Il est l’un des auteurs le plus fréquemment étudiés dans les collèges, avec Vendredi ou la Vie Sauvage, adaptation faite pour la jeunesse de l’un de ses long-seller – terme qu’il préférait, et de loin, à celui de best-seller – Vendredi ou les Limbes du Pacifique.

C’est à l’âge de 91 ans, chez lui à Choisel, que Michel Tournier, l’un des plus grands auteurs français de la seconde moitié du XXe siècle s’en est allé.

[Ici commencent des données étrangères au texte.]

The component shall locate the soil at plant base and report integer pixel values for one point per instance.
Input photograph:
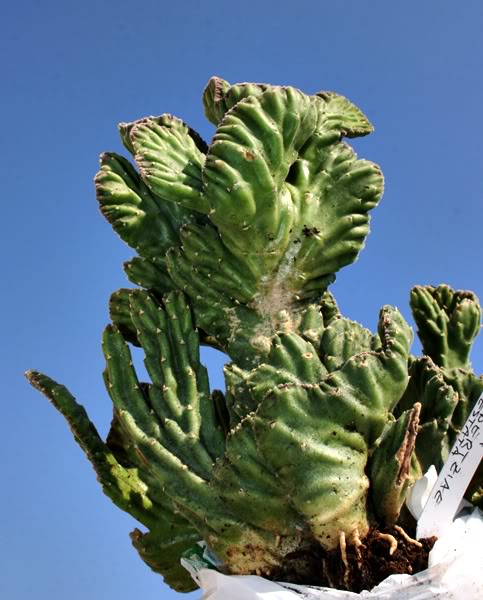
(364, 567)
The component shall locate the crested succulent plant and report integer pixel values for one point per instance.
(318, 436)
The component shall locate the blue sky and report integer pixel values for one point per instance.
(70, 73)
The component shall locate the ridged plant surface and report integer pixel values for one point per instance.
(323, 425)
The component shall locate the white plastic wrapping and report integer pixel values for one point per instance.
(455, 564)
(455, 572)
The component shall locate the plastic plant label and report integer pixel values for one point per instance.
(456, 474)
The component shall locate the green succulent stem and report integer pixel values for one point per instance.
(323, 425)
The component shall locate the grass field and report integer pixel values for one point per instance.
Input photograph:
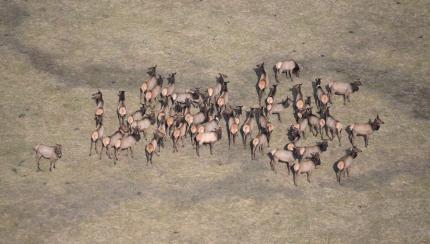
(54, 54)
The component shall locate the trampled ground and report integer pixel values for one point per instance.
(54, 54)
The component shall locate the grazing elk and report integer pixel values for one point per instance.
(322, 99)
(97, 135)
(306, 152)
(53, 153)
(247, 126)
(207, 138)
(333, 126)
(306, 166)
(126, 143)
(263, 81)
(167, 92)
(363, 129)
(151, 95)
(258, 142)
(98, 98)
(286, 155)
(121, 110)
(150, 83)
(343, 89)
(278, 108)
(342, 165)
(286, 67)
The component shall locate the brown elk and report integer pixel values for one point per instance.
(363, 129)
(287, 67)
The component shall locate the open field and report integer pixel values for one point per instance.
(54, 54)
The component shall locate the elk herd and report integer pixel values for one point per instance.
(197, 114)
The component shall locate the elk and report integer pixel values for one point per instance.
(151, 95)
(98, 98)
(97, 135)
(278, 108)
(259, 141)
(232, 119)
(207, 138)
(121, 109)
(167, 92)
(179, 132)
(286, 156)
(247, 126)
(150, 83)
(333, 126)
(306, 167)
(306, 152)
(343, 164)
(321, 97)
(287, 67)
(52, 153)
(144, 124)
(343, 89)
(315, 124)
(271, 96)
(126, 143)
(263, 81)
(151, 148)
(137, 115)
(363, 129)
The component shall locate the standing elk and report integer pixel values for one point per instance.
(52, 153)
(363, 129)
(121, 110)
(322, 99)
(343, 164)
(150, 83)
(286, 67)
(306, 167)
(98, 98)
(97, 135)
(343, 89)
(207, 138)
(263, 81)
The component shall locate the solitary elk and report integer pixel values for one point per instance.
(150, 83)
(207, 138)
(343, 89)
(98, 97)
(343, 164)
(363, 129)
(121, 109)
(306, 167)
(286, 67)
(263, 81)
(53, 153)
(97, 135)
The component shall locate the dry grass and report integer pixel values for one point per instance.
(54, 54)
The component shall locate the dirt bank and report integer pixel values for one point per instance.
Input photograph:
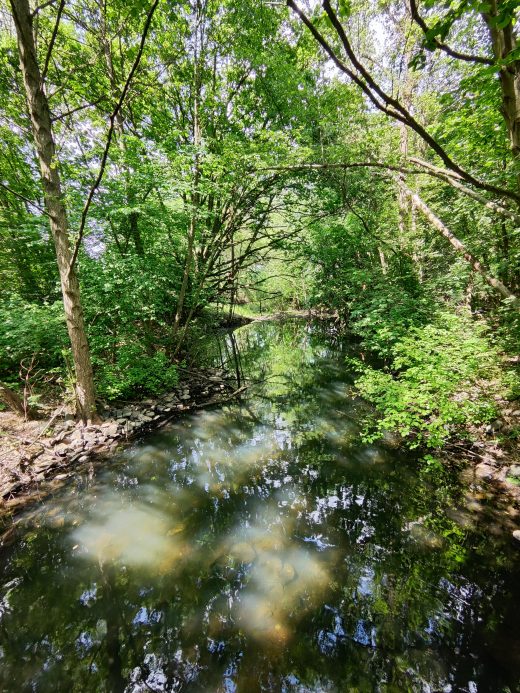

C’est sur le tard qu’il entre en littérature. Après avoir échoué à l’agrégation de philosophie. Il a 42 ans quand il publie Vendredi ou les Limbes du Pacifique. Trois ans plus tard, Le Roi des Aulnes reçoit le Goncourt. 36 ans se seront écoulés entre son premier roman, et le dernier – Je m’avance masqué. Période pendant laquelle il livrera notamment une réécriture, destinée à sa chère jeunesse de son Vendredi: Vendredi ou la vie sauvage, dans lequel il glorifie la nature opposée à la culture. Pourtant, son œuvre est tenue. Neuf ouvrages pour celui qui avoue n’«écrire que lorsqu’il a quelque chose à dire». Pied de nez aux auteurs prolifiques qui parleraient plus que de raison… Michel Tournier est en effet connu pour son verbe, parfois acerbe, comme lorsqu’il évoque le sujet de l’avortement, osant la douloureuse comparaison entre les avorteurs et ce qui s’était passé à Auschwitz…
Mais son franc-parler, on le retrouve aussi dans son rapport à la littérature, lui qui ne tenait «pas plus que cela» à être publié en Pléiade, car les livres sont justes destinés à être regardés. Lui, ce qu’il aimait, c’était les livres de poche, qu’il trouvait formidables. Et accessibles à la jeunesse. «La Pléiade, on la lit moins qu’on ne la met dans sa bibliothèque pour la regarder. En revanche, la collection de poche Folio, c’est ça que j’aime. Moi, je veux être lu par le plus grand nombre. Et surtout par les jeunes! Je n’en démords pas: le lecteur idéal a 12 ans. C’est pour lui que j’ai récrit Vendredi ou les Limbes du Pacifique, devenu Vendredi ou la Vie sauvage, dont il se vend toujours des dizaines de milliers d’exemplaires chaque année. Mon modèle, c’est La Fontaine. Etre simple, accessible, imagé aura été mon unique vanité d’écrivain.»

Une oeuvre modeste et grande

Son œuvre, modeste et grande à la fois, est et demeure à son image, sous laquelle se cache une grande érudition à laquelle aimait se frotter François Mitterand, au sujet de l’œuvre de Zola. Il y revisite les mythes, à l’instar de l’histoire de Castor et Pollux dans Les Météores, ou la figure de l’ogre, celle de Barbe-Bleue, dans Gilles et Jane, ou, dans le couronné Rois des Aulnes, (lauréat du Prix Goncourt, décerné à l’unanimité en 1970, ndlr.) dans lequel la barbarie nazie prend le visage de l’inquiétant personnage des contes de fées. A la fois classique, donc, mais tellement moderne. S’il ne peut être décemment rattaché au courant du nouveau roman qui lui est contemporain, on retrouve chez lui cette volonté évidente d’alléger ses récits, de leur ôter ce côté trop pesant du personnage qui absorbe toute l’histoire. En découle une prose limpide et fluide, dans laquelle les images abondent. Cette prose qu’il n’a eu de cesse d’apposer dans ses cahiers à spirales, qui constituaient son «journal extime» pour éviter toute tentation d’entrer dans l’intime…
Michel Tournier aimait avant tout écrire, et non la société des lettres. Il s’est éteint à l’écart, dans un ancien presbytère de Choisnel dans lequel il se plaisait à vivre. Lui survivra son œuvre pour notre salut. Puisqu’à «A nos cœurs malades par le temps, l’œuvre d’art apporte un peu d’éternité.»